As such fenestration components in addition to windows and doors include internal & external shading systems, skylights, roof lanterns, clerestories, roof monitors, light pipes, tubular daylighting devices and many forms of specialty glazing.
In North America, where the citizens are 80% urbanized and spend the over 90% of their time indoors, obviously these components also play an essential role in our well-being.
These components act as filters between inside and outside and play a significant role in achieving comfort in buildings by bringing in natural light, solar heat, fresh air and serve as a physical and/or visual connection to the outdoors.
They are subject to all the elements of the outdoor environment including freeze-thaw cycling, UV radiation, driving rain, snow, heat stress, wind loads, impact, dust, acid rain, impact, forced entry and deliberate abuse. These components are also exposed to conditions on the interior including humidity, condensation, temperature variations, and the effects of occupancy.
In addition, fenestration components are expected to transmit light without causing glare, allow entry of fresh air without causing drafts, be airtight but easy to operate, to bring in solar heat in winter – while preventing solar heat gain in the summer.
Also often overlooked is the important function these components play in comfort and safety of the occupant’s which is one of the most important functions provided by the building enclosure.
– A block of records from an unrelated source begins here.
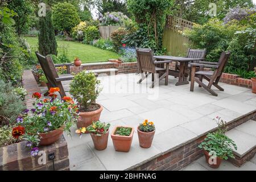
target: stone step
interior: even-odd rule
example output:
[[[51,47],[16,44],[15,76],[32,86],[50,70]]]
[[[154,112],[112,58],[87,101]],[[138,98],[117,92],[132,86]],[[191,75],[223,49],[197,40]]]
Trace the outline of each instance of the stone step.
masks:
[[[106,74],[108,75],[110,75],[111,74],[114,73],[114,75],[118,74],[118,69],[116,68],[106,68],[106,69],[92,69],[88,71],[89,72],[92,72],[93,73],[98,73],[98,76],[103,76],[104,74]],[[100,75],[102,74],[102,75]]]
[[[256,121],[249,120],[226,134],[237,146],[237,150],[234,150],[236,158],[229,159],[234,165],[240,167],[254,157],[256,154]]]

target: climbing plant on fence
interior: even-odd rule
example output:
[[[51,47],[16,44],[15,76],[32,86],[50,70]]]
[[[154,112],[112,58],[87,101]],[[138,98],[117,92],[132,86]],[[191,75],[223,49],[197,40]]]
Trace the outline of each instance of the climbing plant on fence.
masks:
[[[162,49],[162,36],[166,14],[173,0],[127,0],[128,10],[134,15],[140,34],[140,47],[154,51]]]

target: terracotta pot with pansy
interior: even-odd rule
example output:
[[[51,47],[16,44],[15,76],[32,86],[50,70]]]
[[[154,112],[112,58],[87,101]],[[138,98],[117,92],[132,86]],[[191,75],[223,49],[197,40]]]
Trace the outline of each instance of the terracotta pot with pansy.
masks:
[[[152,122],[145,119],[137,128],[139,146],[142,148],[150,148],[153,141],[155,127]]]
[[[18,139],[23,135],[27,140],[26,146],[31,148],[32,156],[38,154],[39,146],[54,143],[61,137],[64,131],[69,132],[70,127],[78,118],[76,102],[71,97],[57,98],[59,88],[51,88],[51,98],[40,100],[42,94],[33,93],[35,98],[34,107],[26,109],[16,119],[17,126],[13,129],[13,136]]]

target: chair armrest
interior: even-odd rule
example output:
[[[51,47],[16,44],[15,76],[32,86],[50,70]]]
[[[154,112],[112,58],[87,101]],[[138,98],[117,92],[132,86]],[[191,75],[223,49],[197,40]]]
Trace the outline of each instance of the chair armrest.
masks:
[[[171,63],[172,61],[171,60],[165,60],[165,61],[154,61],[153,62],[154,64],[163,64],[163,63]]]
[[[191,67],[205,67],[210,68],[218,68],[218,65],[210,65],[205,64],[199,64],[199,63],[191,63]]]
[[[70,67],[72,65],[73,63],[61,63],[61,64],[55,64],[54,66],[55,67],[63,67],[66,66],[67,67],[67,73],[68,74],[70,74]]]
[[[214,64],[214,65],[218,65],[217,62],[209,62],[209,61],[200,61],[199,63],[200,64]]]

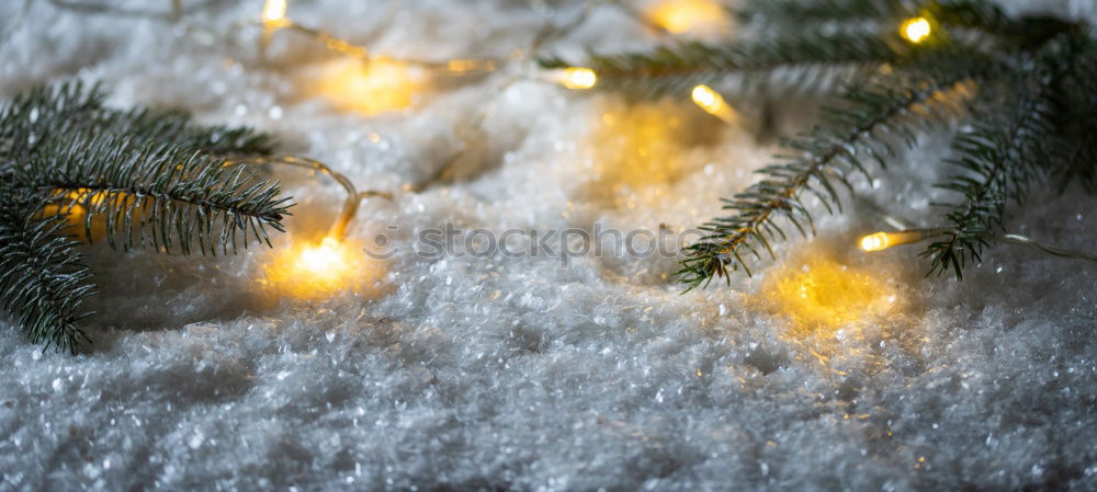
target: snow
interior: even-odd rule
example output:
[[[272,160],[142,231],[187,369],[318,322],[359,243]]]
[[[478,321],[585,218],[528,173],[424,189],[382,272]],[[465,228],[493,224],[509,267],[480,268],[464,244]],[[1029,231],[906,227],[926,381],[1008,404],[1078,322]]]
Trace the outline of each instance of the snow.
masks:
[[[667,279],[674,258],[416,255],[419,234],[446,222],[495,232],[693,227],[772,149],[688,101],[634,104],[522,77],[501,89],[500,78],[428,81],[410,108],[340,111],[303,95],[324,50],[280,33],[278,61],[263,67],[258,32],[234,25],[256,19],[261,2],[225,3],[192,13],[196,27],[186,28],[5,2],[0,87],[9,95],[99,79],[115,104],[183,106],[204,122],[273,131],[285,150],[362,188],[398,192],[393,203],[366,202],[351,230],[362,242],[384,232],[397,252],[357,270],[355,288],[319,299],[262,285],[278,252],[315,237],[338,209],[333,183],[291,171],[280,176],[298,205],[273,251],[92,249],[102,295],[88,353],[44,352],[3,321],[0,490],[1097,483],[1093,265],[1000,245],[962,284],[925,278],[917,250],[850,248],[882,227],[868,206],[822,218],[817,239],[780,248],[784,267],[687,295]],[[577,10],[557,7],[562,16]],[[1038,8],[1097,19],[1086,0]],[[540,27],[525,3],[507,0],[291,2],[290,15],[419,58],[506,56]],[[641,33],[601,9],[548,50],[643,47]],[[486,137],[468,152],[467,175],[403,192],[461,148],[477,112]],[[928,191],[940,176],[925,167],[945,145],[927,139],[878,183],[859,183],[862,199],[929,220],[926,193],[941,196]],[[1072,188],[1031,199],[1041,205],[1010,215],[1017,232],[1095,247],[1097,214],[1079,205],[1092,198]],[[814,308],[781,290],[782,279],[826,268],[891,307],[823,325],[790,318]]]

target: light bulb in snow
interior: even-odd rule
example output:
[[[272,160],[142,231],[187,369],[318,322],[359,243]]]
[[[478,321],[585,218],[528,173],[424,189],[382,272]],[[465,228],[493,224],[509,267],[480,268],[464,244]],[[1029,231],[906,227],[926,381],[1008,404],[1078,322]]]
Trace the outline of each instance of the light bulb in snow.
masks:
[[[267,0],[263,5],[263,22],[268,25],[278,25],[285,20],[285,0]]]
[[[735,119],[735,112],[732,111],[732,106],[727,105],[724,98],[709,85],[702,83],[694,87],[690,95],[693,98],[693,102],[698,106],[701,106],[705,113],[728,123]]]
[[[864,251],[881,251],[887,249],[887,233],[877,232],[861,238],[861,249]]]
[[[926,18],[915,18],[903,23],[901,33],[906,41],[918,44],[929,38],[932,26]]]
[[[584,90],[595,87],[598,76],[589,68],[573,67],[565,69],[556,81],[567,89]]]
[[[297,271],[308,273],[316,279],[333,281],[342,275],[347,263],[339,241],[327,237],[319,245],[306,247],[297,258]]]
[[[648,11],[648,18],[656,25],[674,34],[724,27],[727,13],[714,0],[668,0]]]
[[[940,236],[941,233],[942,231],[940,229],[913,229],[895,232],[873,232],[869,236],[862,237],[861,240],[858,241],[858,245],[861,247],[861,250],[867,252],[883,251],[893,245],[925,241],[926,239]]]

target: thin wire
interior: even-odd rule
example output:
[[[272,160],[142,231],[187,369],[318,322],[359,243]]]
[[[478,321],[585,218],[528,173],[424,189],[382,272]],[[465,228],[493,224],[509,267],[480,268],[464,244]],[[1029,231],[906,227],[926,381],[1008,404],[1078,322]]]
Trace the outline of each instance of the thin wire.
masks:
[[[531,56],[536,55],[538,52],[540,52],[541,48],[543,48],[546,44],[555,39],[558,39],[567,35],[572,31],[578,28],[579,26],[581,26],[587,22],[595,7],[606,1],[607,0],[588,0],[587,2],[585,2],[583,11],[574,19],[572,19],[569,22],[565,23],[564,25],[554,26],[551,21],[546,22],[545,26],[541,31],[539,31],[536,35],[534,35],[533,41],[530,43],[530,47],[527,48],[524,52],[519,53],[519,55],[513,59],[511,59],[510,61],[511,62],[523,61],[530,58]],[[533,5],[530,7],[531,9],[536,11],[536,9],[533,8]],[[483,134],[484,122],[487,121],[488,114],[495,108],[495,103],[499,100],[499,96],[504,92],[506,92],[508,88],[510,88],[511,85],[523,79],[524,77],[511,73],[510,77],[502,80],[501,83],[498,83],[496,87],[485,91],[485,95],[483,99],[487,100],[488,102],[483,106],[480,106],[478,111],[473,113],[473,115],[468,118],[468,121],[463,125],[464,128],[466,128],[466,130],[464,131],[466,136],[462,139],[461,148],[457,149],[453,153],[453,156],[451,156],[449,159],[445,160],[445,163],[442,164],[442,167],[438,170],[438,172],[434,172],[426,180],[422,180],[414,185],[411,184],[406,185],[405,188],[411,193],[420,193],[429,188],[433,184],[449,179],[453,167],[456,165],[461,157],[464,156],[465,152],[468,150],[468,148],[472,146],[473,139],[479,137]]]
[[[1097,262],[1097,255],[1083,253],[1081,251],[1065,250],[1054,244],[1048,244],[1039,241],[1034,241],[1031,238],[1026,238],[1020,234],[1004,234],[998,236],[998,241],[1005,242],[1007,244],[1027,245],[1031,248],[1037,248],[1048,254],[1060,256],[1060,258],[1073,258],[1075,260],[1086,260],[1092,262]]]
[[[272,22],[272,23],[271,23]],[[445,61],[434,61],[434,60],[423,60],[418,58],[396,58],[386,55],[370,55],[370,49],[362,45],[357,45],[341,37],[329,34],[328,32],[309,27],[306,25],[298,24],[297,22],[284,18],[278,21],[255,21],[250,22],[250,25],[262,26],[268,32],[264,33],[265,36],[271,34],[287,30],[298,34],[308,36],[317,42],[324,44],[325,47],[331,49],[332,52],[347,55],[352,58],[361,58],[366,61],[382,61],[382,60],[393,60],[402,61],[408,65],[414,65],[417,67],[422,67],[432,71],[440,71],[450,75],[473,75],[473,73],[485,73],[491,72],[502,65],[504,60],[498,58],[454,58]],[[265,45],[265,43],[264,43]],[[265,46],[264,46],[265,50]]]
[[[914,243],[914,242],[921,242],[921,241],[925,241],[925,240],[928,240],[928,239],[932,239],[932,238],[946,236],[951,230],[952,229],[948,229],[948,228],[937,228],[937,229],[903,229],[903,230],[891,231],[891,232],[887,232],[887,233],[890,233],[890,234],[903,234],[903,233],[916,233],[916,234],[920,234],[921,237],[917,241],[913,241],[912,242],[912,243]],[[1040,241],[1037,241],[1037,240],[1034,240],[1032,238],[1028,238],[1028,237],[1020,236],[1020,234],[1005,233],[1005,234],[1002,234],[1002,236],[995,236],[994,239],[997,240],[998,242],[1004,242],[1006,244],[1015,244],[1015,245],[1024,245],[1024,247],[1029,247],[1029,248],[1036,248],[1036,249],[1039,249],[1039,250],[1041,250],[1041,251],[1043,251],[1043,252],[1045,252],[1048,254],[1054,255],[1054,256],[1070,258],[1070,259],[1075,259],[1075,260],[1086,260],[1086,261],[1090,261],[1090,262],[1097,262],[1097,255],[1088,254],[1088,253],[1083,253],[1081,251],[1067,250],[1065,248],[1061,248],[1061,247],[1058,247],[1055,244],[1048,244],[1045,242],[1040,242]],[[902,245],[902,244],[896,244],[896,245]]]
[[[370,197],[382,197],[389,202],[393,201],[393,194],[388,192],[378,192],[373,190],[366,190],[364,192],[359,192],[354,186],[354,183],[350,181],[344,174],[339,173],[331,168],[328,168],[323,162],[308,159],[305,157],[296,156],[279,156],[279,157],[249,157],[241,159],[234,159],[225,162],[225,165],[291,165],[294,168],[307,169],[310,171],[318,171],[320,173],[327,174],[336,180],[340,186],[347,192],[347,199],[343,201],[342,213],[339,214],[339,218],[331,225],[331,229],[328,231],[328,236],[341,240],[347,233],[347,227],[350,225],[351,219],[358,215],[359,205],[363,199]]]
[[[126,9],[123,7],[114,7],[108,3],[94,3],[94,2],[75,2],[69,0],[49,0],[54,7],[65,10],[75,10],[78,12],[86,12],[92,14],[114,14],[121,16],[129,18],[145,18],[145,19],[167,19],[174,20],[181,18],[186,11],[200,10],[210,5],[219,3],[220,0],[204,0],[183,9],[182,0],[171,0],[171,10],[168,12],[159,10],[146,10],[146,9]]]

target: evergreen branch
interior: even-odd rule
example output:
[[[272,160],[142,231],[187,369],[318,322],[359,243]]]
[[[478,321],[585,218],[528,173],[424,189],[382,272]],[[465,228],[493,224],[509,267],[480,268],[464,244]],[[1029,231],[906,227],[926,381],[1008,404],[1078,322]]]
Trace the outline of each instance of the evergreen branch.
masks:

Thousands of Years/Thousands of Uses
Even though we have been manufacturing glass for thousands of years, the full potential of modern fenestration products has not been fully exploited to date.
It took 2,000 years from the time we discovered “blown” glass before we were able to manufacture glass strong enough to safely fabricate windows. However, once we had mastered the art – we did not look back. The use of glass in buildings is so popular that it appears close to dominating construction.
The use of glass in buildings is increasing and innovation in fenestration products is altering the way we live our lives. Glass is widely used in almost every aspect of our daily lives – in our homes, offices, cars, computers and telephones.
Glass technology has its own language and there are 817 words that are unique to the glass industry.
Glass innovations such as computerized control systems, coating techniques, solar control technology, and the integration of micro-electronic have been combined to create “smart” glass – which is able to react and respond to external forces – are constantly evolving.
Over the years the many innovations and inventions that incorporate glass components appear almost routine, perhaps because it is “invisible.”
We may take it for granted however; glass has managed to gradually transform agriculture, horticulture, architecture, transportation, medicine, science, art and even our culture.
Nine Primary Uses of Glass
- As a medium for art.
- As a substitute for precious stones/jewelry.
- For vessels, vases and bottles.
- Glass for windows, doors, skylights and other fenestration components.
- Glass used for mirrors, lens, telescopes, eyeglasses.
- Scientific and medical instruments.
- Cameras, television, computers, appliances, automobiles, telephones and many more electronic devices.
Modern life is simply not possible without glass – and that is not about to change!